ILGA-Europe welcome a landmark judgment by the European Court of Human Rights concerning the deportation of a gay man to The Gambia
Yesterday, in the case of B. and C. v Switzerland, for the first time the European Court of Human Rights found that deportation of the applicant, a gay man, would give rise to a violation of Article 3 due to failure by the responding State to assess the risks of ill-treatment for a gay person in The Gambia, and the availability of State protection against ill-treatment emanating from non-State actors.

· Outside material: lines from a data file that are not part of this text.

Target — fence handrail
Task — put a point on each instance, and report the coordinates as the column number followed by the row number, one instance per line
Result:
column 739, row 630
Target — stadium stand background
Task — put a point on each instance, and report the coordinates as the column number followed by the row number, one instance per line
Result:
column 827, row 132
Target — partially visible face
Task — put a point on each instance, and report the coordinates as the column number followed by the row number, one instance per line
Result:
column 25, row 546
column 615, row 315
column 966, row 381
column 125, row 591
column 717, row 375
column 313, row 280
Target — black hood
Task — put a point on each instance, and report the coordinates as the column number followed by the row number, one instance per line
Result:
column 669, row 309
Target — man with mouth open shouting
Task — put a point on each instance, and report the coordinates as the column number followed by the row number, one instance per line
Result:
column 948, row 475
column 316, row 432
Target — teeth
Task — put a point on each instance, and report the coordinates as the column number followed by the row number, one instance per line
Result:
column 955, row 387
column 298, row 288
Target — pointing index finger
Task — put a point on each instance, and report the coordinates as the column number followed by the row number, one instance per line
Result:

While the Court considered that the mere existence of laws criminalising homosexual acts in the country of destination does not render an individual’s removal to that country contrary to Article 3, it took note of widespread homophobia and discrimination against LGBTI persons in The Gambia. Here the Court relied heavily to the third-party intervention submission by ILGA-Europe, an umbrella organisation for over 600 LGBTI member organisations in Europe, alongside AIRE Centre, ICJ and ECRE.
The Court concluded that although the laws criminalising same-sex relations may not be imposed, they are however an indication that State protection of LGBTI individuals would not be available putting the person at risk of violation of Article 3.
According to Arpi Avetisyan, Senior Litigation Officer with ILGA-Europe: “The findings in this judgment have been long-awaited. For the first time the European Court of Human Rights established that in consideration of deportation cases, the failure of sufficiently assessing the risks of ill treatment based on one’s sexual orientation, particularly by non-state actors in a country of origin, gives rise to violation of Article 3. We welcome this judgement as a significant step forward in protecting rights of LGBTI asylum seekers and hope it will serve as a beacon of Court’s guidance on similar cases across Council of Europe.”